In a dataframe prior to this, I have hundreds of urls that I am iterating to get the same information out of all of them.
Right now, I'm trying to scrape this div class grid so that I can get the row name on one side and the result on the other. Then, it would be to convert it into a dataframe.
I've tried to do it by positions but I can't because the row names change between elements and they are not always the same.
I've tried something like this but it doesn't get me anywhere. It's the wrong approach
principalTable = soup.find_all('div', attrs = {'class': 'info-table info-table--right-space'})
areas = soup.find_all('span', attrs={'class': 'info-table__content info-table__content--regular'})
for i in areas:
listPrueba.append(i.text.strip())
results = soup.find_all('span', attrs={'class': 'info-table__content info-table__content--bold'})
for i in results:
listPrueba2.append(i.text.strip())
The web is this for example: "https://www.transfermarkt.com/ederson/profil/spieler/238223"
And the HTML code is the following:
To get player's personal data into a Pandas dataframe you can use next example:
import requests
import pandas as pd
from bs4 import BeautifulSoup
url = "https://www.transfermarkt.com/ederson/profil/spieler/238223"
headers = {
"User-Agent": "Mozilla/5.0 (X11; Ubuntu; Linux x86_64; rv:102.0) Gecko/20100101 Firefox/102.0"
}
soup = BeautifulSoup(requests.get(url, headers=headers).content, "html.parser")
data = iter(soup.select(".spielerdatenundfakten .info-table__content"))
all_data = []
for a, b in zip(data, data):
all_data.append(
[a.get_text(strip=True), b.get_text(strip=True, separator=" ")]
)
df = pd.DataFrame(all_data, columns=["Key", "Value"])

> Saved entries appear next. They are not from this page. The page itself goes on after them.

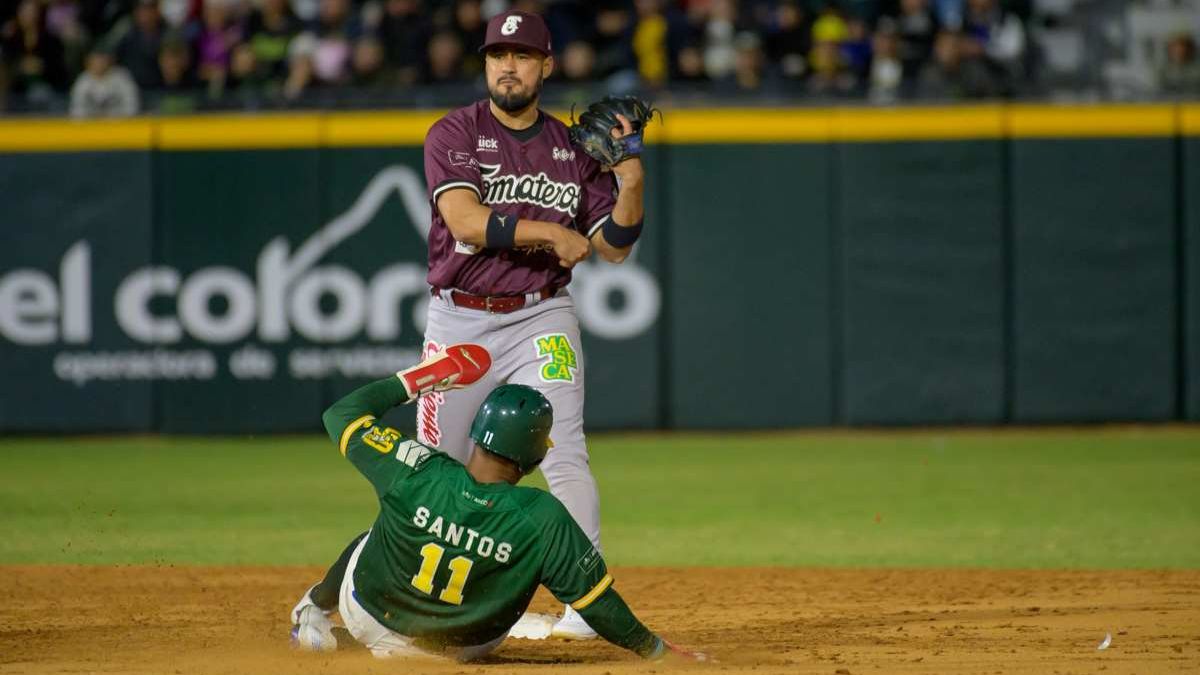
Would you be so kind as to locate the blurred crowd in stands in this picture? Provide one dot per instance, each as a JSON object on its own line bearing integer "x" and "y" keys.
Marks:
{"x": 125, "y": 57}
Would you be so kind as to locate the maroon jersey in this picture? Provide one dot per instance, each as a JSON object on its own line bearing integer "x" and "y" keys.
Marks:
{"x": 533, "y": 173}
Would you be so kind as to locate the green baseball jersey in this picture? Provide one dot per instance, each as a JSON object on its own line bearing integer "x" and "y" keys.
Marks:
{"x": 455, "y": 561}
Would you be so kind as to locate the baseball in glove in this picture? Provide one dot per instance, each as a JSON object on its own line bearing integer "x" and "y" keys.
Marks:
{"x": 593, "y": 131}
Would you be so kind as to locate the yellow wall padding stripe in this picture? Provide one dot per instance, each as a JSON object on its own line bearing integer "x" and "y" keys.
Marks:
{"x": 49, "y": 136}
{"x": 918, "y": 124}
{"x": 345, "y": 130}
{"x": 742, "y": 125}
{"x": 682, "y": 126}
{"x": 593, "y": 593}
{"x": 228, "y": 132}
{"x": 1089, "y": 121}
{"x": 349, "y": 430}
{"x": 1189, "y": 119}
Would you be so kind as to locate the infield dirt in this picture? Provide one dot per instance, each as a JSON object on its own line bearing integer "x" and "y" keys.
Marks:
{"x": 209, "y": 620}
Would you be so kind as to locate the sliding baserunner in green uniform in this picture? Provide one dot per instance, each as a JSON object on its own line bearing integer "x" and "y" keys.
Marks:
{"x": 457, "y": 551}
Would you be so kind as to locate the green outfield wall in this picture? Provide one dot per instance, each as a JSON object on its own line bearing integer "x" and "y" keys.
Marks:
{"x": 934, "y": 266}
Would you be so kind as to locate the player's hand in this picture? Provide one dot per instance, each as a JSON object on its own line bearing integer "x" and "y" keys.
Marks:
{"x": 630, "y": 168}
{"x": 571, "y": 248}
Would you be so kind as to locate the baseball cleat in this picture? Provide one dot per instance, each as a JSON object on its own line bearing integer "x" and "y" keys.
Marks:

print(df.to_markdown(index=False))
Prints:
Key | Value |
---|---|
Full name: | Ederson Santana de Moraes |
Date of birth: | Aug 17, 1993 |
Place of birth: | Osasco (SP) |
Age: | 28 |
Height: | 1,88 m |
Citizenship: | Brazil Portugal |
Position: | Goalkeeper |
Foot: | left |
Player agent: | Gestifute |
Current club: | Manchester City |
Joined: | Jul 1, 2017 |
Contract expires: | Jun 30, 2026 |
Date of last contract extension: | Sep 1, 2021 |
Outfitter: | Puma |
Social-Media: |